Yemek hanedeyiz güzelce yemeğimizi yedik. Tepsimi aldım gidiyorum bulaşıkları koyucam vs. Kafa bir milyon o sırada sınavları hatunları düşünmekten sen tepsiyi al çıkışa doğru git. Baya bir yürüdükten sonra arkadaşın bir tanesi "Ula tepisiyi nere götürüyon?" diyince ananı avradını napıyorum ben dedim.

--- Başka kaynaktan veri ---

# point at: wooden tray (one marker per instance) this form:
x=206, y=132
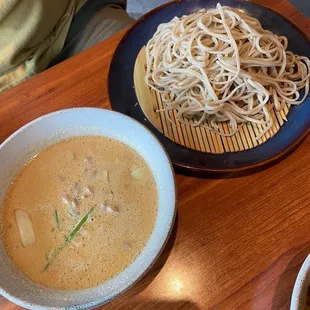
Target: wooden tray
x=198, y=138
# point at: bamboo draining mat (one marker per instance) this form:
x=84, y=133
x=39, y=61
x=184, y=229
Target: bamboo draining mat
x=198, y=138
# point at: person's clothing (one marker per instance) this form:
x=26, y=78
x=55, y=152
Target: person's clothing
x=32, y=33
x=94, y=22
x=35, y=34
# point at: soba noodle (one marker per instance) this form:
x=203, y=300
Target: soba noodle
x=220, y=65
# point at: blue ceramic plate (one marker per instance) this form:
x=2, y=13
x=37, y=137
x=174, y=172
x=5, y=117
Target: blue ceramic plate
x=123, y=97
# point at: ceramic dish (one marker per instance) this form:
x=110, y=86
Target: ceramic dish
x=49, y=129
x=123, y=98
x=301, y=287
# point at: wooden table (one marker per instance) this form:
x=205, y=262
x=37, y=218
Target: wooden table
x=237, y=243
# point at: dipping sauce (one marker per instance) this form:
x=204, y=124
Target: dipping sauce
x=79, y=212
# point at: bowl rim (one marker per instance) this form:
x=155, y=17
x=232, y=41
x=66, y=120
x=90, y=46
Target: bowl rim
x=92, y=304
x=298, y=290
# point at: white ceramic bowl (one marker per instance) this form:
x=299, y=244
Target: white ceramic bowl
x=298, y=301
x=49, y=129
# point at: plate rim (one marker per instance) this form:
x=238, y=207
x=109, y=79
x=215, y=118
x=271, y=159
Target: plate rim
x=200, y=168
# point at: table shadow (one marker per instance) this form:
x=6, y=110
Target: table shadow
x=284, y=288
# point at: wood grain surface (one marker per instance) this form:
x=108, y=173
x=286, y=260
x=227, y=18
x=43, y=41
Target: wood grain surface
x=237, y=243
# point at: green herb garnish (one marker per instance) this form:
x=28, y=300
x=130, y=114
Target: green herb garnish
x=69, y=238
x=57, y=218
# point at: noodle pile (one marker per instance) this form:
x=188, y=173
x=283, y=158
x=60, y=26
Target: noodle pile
x=220, y=65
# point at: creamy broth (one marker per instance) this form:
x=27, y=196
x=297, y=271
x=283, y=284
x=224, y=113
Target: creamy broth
x=91, y=175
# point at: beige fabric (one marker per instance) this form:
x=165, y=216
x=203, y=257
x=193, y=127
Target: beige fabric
x=32, y=33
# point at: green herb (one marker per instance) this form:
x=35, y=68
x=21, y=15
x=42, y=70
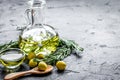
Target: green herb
x=11, y=44
x=65, y=48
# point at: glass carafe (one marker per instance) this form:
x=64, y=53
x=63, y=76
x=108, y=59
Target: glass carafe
x=38, y=37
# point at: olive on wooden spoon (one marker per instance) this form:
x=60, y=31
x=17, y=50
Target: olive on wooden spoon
x=35, y=70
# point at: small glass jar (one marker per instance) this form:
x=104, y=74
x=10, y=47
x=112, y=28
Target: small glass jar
x=12, y=59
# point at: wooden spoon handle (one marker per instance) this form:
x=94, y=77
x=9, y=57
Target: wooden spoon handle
x=12, y=76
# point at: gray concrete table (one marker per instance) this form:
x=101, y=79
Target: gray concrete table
x=93, y=24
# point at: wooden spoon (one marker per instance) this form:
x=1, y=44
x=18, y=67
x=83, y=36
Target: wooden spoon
x=35, y=70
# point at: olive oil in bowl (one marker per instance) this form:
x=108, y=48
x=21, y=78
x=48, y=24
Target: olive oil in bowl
x=12, y=59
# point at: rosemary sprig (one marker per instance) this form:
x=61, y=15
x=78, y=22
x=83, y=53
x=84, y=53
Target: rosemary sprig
x=65, y=48
x=11, y=44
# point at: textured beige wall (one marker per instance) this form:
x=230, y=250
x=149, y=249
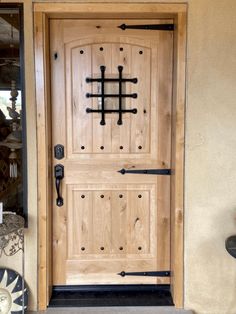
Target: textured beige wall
x=210, y=165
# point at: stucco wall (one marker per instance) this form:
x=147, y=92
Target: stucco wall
x=210, y=164
x=30, y=233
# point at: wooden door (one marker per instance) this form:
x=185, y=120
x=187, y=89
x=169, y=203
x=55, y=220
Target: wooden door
x=111, y=222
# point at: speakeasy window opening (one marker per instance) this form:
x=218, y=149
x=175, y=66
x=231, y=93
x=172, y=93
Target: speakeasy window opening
x=13, y=161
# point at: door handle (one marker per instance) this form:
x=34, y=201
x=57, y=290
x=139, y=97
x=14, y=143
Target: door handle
x=59, y=175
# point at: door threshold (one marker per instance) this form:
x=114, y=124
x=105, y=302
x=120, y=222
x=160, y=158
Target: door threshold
x=111, y=295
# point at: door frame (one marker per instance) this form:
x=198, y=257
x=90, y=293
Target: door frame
x=42, y=14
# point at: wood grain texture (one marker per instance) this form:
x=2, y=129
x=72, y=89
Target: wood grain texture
x=93, y=152
x=177, y=179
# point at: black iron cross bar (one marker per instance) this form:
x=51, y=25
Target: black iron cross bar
x=89, y=110
x=120, y=69
x=124, y=80
x=118, y=80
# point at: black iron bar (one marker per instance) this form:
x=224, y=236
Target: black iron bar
x=103, y=68
x=165, y=273
x=124, y=80
x=155, y=27
x=120, y=69
x=146, y=171
x=88, y=95
x=90, y=110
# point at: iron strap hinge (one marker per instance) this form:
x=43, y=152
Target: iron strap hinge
x=165, y=273
x=147, y=171
x=155, y=27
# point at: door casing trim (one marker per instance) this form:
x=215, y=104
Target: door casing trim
x=42, y=13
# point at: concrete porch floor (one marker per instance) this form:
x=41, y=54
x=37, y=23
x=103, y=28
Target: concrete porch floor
x=117, y=310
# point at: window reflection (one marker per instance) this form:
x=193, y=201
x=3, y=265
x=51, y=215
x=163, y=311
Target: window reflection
x=11, y=139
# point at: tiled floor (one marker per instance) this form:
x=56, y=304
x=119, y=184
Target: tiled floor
x=116, y=310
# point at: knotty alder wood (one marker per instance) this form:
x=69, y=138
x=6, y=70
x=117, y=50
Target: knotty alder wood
x=44, y=11
x=109, y=222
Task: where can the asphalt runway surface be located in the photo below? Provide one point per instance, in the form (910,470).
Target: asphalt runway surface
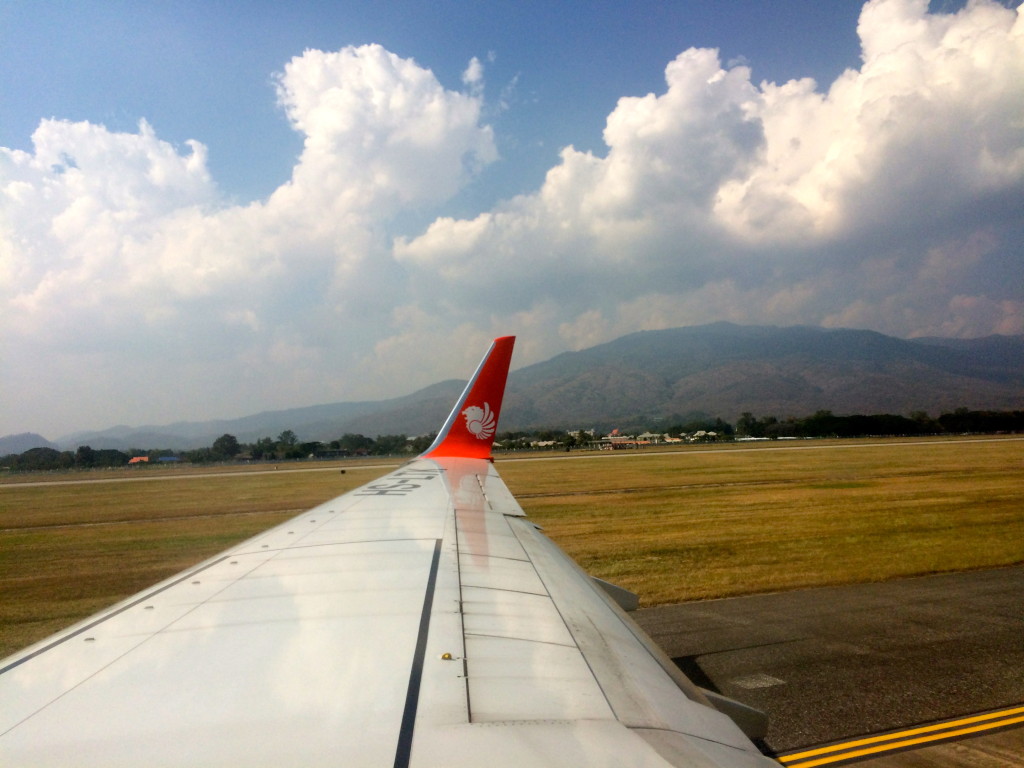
(837,663)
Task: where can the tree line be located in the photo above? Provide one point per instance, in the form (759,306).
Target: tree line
(287,446)
(827,424)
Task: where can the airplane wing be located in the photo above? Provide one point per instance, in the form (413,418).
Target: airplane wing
(420,620)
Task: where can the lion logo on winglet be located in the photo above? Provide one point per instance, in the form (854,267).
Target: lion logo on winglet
(480,421)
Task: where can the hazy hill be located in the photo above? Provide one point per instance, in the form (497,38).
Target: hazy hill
(720,370)
(724,370)
(18,443)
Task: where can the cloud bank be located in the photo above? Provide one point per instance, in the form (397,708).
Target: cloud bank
(131,290)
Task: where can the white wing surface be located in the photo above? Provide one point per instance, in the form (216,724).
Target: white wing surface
(418,621)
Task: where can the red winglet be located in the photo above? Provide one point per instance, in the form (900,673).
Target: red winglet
(469,430)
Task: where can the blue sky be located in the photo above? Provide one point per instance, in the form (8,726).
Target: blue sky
(204,71)
(313,202)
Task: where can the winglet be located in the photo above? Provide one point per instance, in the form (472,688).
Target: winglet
(469,430)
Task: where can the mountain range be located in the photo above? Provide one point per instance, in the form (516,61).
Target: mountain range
(639,380)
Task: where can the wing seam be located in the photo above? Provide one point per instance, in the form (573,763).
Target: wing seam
(404,748)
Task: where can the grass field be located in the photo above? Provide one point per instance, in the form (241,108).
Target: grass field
(673,526)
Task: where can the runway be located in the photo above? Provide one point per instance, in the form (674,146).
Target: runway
(846,663)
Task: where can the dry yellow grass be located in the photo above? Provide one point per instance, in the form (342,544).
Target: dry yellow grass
(675,526)
(700,524)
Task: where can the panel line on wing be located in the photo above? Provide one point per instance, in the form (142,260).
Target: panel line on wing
(404,748)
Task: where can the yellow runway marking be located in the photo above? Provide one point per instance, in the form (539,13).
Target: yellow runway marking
(902,739)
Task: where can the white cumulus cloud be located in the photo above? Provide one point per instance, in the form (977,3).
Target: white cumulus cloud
(890,199)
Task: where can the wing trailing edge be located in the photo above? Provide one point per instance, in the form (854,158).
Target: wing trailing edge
(469,430)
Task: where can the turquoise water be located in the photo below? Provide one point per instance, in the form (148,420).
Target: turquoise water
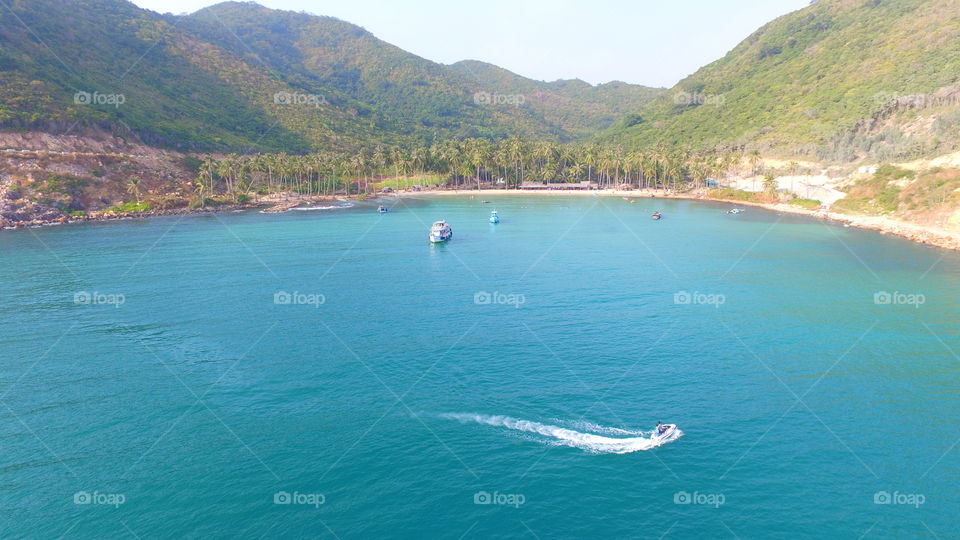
(387,393)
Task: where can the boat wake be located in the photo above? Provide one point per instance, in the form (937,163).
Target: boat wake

Sağlam güldük yalnız.
yağmur altında kaldırımda yürüyorum önünden geçtiğim dükkan şal ve başörtüsü benzeri ürünleri dükkanın önündeki sepete koymuş, ben tam önlerinden geçerken esen rüzgarla bir tanesi tam önümde yere düştü, ben eşarbı yerden alayımda yerine koyayım diye düşünürken cartt! diye bir ses duyuldu eşarbın yarısı elimde kaldı çünkü diğer yarısının üzerine basıyordum! hızlı düşünüp bir parçasını sepete geri koydum diğer parçasınıda çaktırmadan elime alıp yürümeye devam ettim köşeyi dönünce attım sonra ellerimi havaya kaldırıp "neden bennn?" diye haykırdım.
valla yarar mı yarmaz mı bilinmez ama şöyle birşey var: kız arkadaşımla yürüyoruz. kadıköy iskelesindeyiz beşiktaşa geçeceğiz. bi tane çingene geldi elinde güllerle 'abe al bi gül sevdiğine' altyapılı cümleler kuruyor. yok falan dedim ilk sonra dedim ya ne olacak param da var çok şükür verelim beş kağıt alalım bi tane. uzattım beşi 'selpak mendil mi alıyon sen' dedi. bi beş daha vereyim de kurtulayım bari dedim ama ne mümkün amk. 50 lira para var. al dedim üstünü ver. orospu 15 liraya yatmadı mı? iskelede karıya inananamayan gözlerle yalvarıyorum, ögrenci adamız diyorum yok. en son kız 'tamam siktir et bırak karıyı dedi bıraktım. ama ben hayatımda böyle açık saçık milletin ortasında hiç soyulmadım, farklı bir tecrübe oldu.
sınıfça gittiğimiz yemekte her şey mükemmel giderken o toz pembe dünya benim açık ayranı çalkalamamla son buldu.bildiğin ayranla yıkandım.sonra gülerek olayı yumuşatmaya çalıştım ve yüzümdeki gerizekalı ifadeyle tuvalete diyerek eve uçtum.
kız arkadaşımı cepten aradım telefon açıldı.
- naber serap?
- iyidir tanıyamadım.
yine piçlik yapiyor diye düşündüm yada yanında annesi var dedim. ses biraz derinden geliyor.
- nasıl tanımazsın kız yakışıklı prensini?
- isim neydi?
- fecisi kerim. oldu mu?
- serap banyoda ben annesiyim sen adını bir söyle bakayım terbiyesiz.
meğer telefonu annesi açmış ses kötü geliyor üstelik annesiyle kızın sesi aynı. hemen telefonu kapattım. bir kaç sefer telefonumu aradı açmadım. en sonunda serap mesaj yolladı kısa vede öz.
- ağzına sıçayım o ç.
bir müddet gözüne gözükmedim ve bu mallığımı hiç unutmadım.